Evidence suggests that T20 is bringing new consumers to cricket - and therefore not diluting the market share of existing consumers as 'Diet Coke' did in the mid 80's Pepsi war. According to the Sunday Telegraph, research conducted at the first T20 international between Australia and India, showed that one third of the 59,659 people that attended the match, were attending their first cricket international.

If T20 is the 'New Coke' of cricket, then cricket administrators would do well to learn from the mistakes of Coca Cola and resist a temptation to 'cease or wind-back production' of the original formulae - Test and One Day Internationals. There is a very clear and emotional connection that cricket lovers have for the more traditional versions of the game. Failure to recognise the emotional connection to the game at this level, as Coca Cola did, would be catastrophic for the ICC. However, because T20 is bringing new followers to the game it therefore must be accommodated in an already crowded international season. Which presents a significant player welfare challenge for the ICC.

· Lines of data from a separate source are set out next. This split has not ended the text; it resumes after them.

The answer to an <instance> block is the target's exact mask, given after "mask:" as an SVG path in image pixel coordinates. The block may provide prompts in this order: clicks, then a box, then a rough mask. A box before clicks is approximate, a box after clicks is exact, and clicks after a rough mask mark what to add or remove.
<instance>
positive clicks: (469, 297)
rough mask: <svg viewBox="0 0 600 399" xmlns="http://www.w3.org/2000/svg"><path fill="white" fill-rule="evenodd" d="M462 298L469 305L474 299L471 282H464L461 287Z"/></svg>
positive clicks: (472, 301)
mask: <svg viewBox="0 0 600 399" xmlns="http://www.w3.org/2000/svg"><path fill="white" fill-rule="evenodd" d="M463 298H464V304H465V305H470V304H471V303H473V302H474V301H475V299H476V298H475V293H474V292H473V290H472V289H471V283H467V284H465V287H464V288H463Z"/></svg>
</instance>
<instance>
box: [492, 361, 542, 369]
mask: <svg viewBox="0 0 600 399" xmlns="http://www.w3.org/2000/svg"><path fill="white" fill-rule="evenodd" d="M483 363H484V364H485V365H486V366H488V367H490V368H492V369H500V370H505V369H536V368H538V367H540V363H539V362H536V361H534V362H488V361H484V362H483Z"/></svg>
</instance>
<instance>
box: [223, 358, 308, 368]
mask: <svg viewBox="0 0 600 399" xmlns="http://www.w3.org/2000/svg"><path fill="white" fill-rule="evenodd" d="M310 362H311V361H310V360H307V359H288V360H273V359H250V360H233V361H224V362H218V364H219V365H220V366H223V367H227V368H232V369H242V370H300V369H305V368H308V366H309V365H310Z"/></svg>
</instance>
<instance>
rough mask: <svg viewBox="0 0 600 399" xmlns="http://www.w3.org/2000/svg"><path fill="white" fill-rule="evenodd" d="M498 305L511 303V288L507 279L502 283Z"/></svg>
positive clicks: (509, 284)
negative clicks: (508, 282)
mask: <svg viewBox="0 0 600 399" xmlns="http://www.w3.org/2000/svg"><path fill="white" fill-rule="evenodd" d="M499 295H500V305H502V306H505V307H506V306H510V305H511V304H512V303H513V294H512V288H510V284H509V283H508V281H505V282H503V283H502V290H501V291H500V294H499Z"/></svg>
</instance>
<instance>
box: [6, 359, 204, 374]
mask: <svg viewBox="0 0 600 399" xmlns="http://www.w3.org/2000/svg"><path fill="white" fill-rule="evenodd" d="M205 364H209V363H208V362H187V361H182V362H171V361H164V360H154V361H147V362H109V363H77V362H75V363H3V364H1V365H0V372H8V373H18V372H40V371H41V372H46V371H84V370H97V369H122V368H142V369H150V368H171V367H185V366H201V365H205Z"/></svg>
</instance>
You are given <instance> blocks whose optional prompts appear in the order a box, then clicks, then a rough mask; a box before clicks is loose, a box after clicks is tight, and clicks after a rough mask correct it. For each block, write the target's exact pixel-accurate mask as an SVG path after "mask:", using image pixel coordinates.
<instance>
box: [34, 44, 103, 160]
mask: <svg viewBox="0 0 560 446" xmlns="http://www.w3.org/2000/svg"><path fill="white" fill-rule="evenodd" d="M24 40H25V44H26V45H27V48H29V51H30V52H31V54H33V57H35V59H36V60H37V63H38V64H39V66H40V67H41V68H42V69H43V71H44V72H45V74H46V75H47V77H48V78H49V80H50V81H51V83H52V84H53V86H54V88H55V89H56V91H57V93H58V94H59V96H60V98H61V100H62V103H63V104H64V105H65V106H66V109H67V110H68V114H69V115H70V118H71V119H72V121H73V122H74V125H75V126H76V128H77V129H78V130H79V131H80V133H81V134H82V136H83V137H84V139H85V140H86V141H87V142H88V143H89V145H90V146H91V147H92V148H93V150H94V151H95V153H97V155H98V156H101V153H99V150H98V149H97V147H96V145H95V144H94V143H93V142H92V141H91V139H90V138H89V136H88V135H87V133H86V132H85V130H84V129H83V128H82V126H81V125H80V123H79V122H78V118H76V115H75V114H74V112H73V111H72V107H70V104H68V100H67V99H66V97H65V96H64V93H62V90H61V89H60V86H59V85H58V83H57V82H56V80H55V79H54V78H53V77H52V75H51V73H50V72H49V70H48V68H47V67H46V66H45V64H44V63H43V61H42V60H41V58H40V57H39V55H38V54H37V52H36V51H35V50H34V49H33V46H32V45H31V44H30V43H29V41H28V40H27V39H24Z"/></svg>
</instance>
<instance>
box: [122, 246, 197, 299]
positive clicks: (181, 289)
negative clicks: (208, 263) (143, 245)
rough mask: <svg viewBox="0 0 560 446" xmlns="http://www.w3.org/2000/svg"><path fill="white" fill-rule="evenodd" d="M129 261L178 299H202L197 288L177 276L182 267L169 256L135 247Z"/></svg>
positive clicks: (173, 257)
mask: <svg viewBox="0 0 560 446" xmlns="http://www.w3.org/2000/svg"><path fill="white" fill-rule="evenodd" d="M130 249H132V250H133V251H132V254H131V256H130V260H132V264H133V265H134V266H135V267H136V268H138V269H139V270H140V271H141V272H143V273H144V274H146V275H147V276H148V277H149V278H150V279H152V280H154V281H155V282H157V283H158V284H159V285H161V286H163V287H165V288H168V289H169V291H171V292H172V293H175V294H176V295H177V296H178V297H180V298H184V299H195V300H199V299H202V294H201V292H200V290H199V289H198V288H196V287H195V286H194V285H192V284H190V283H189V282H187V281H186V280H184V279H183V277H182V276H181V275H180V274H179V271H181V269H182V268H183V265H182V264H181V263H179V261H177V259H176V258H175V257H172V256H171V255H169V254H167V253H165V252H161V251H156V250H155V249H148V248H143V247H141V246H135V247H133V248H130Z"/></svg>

From a High Performance Perspective it is almost certain that the players cannot continue to play all three versions of the game at the elite level. So how does the ICC deal with the conundrum of a juggernaut brand that is bringing new followers to the game with the High Performance reality that the international calendar the new 'brand'  creates is unsustainable? Walk away or scale back the 'traditional' versions of the game and risk a Coca-Cola-like disaster?

What's my solution? The establishment of an international T20 Tour - not unlike the IRB Sevens World Series. A travelling series of 3-week T20 tournaments comprising the 10 Test Playing nations held in, say, six countries to begin with: Rd1 in India, Rd 2 in Sri Lanka, Rd 3 in Pakistan, Rd 4 in England, Rd 5 in South Africa, Rd 6 in Australia. By default you would create an international product that satisfies the growing demand for T20 Cricket - but the nature of the series would require T20 specialist cricketers for the duration of a Calendar year (how each of the National Federations use this series as part of their Player pathway would be up to them). This would leave future international Tours for Test and One-Day Cricket.

The T20 Cricket World Series creates a potential cash-cow for the ICC that feeds a growing appetite for cricket amongst a new market segment whilst protecting an international Tours Program that is limited to Test and One Day Cricket - a model that is proven to be sustainable from a High Performance Perspective.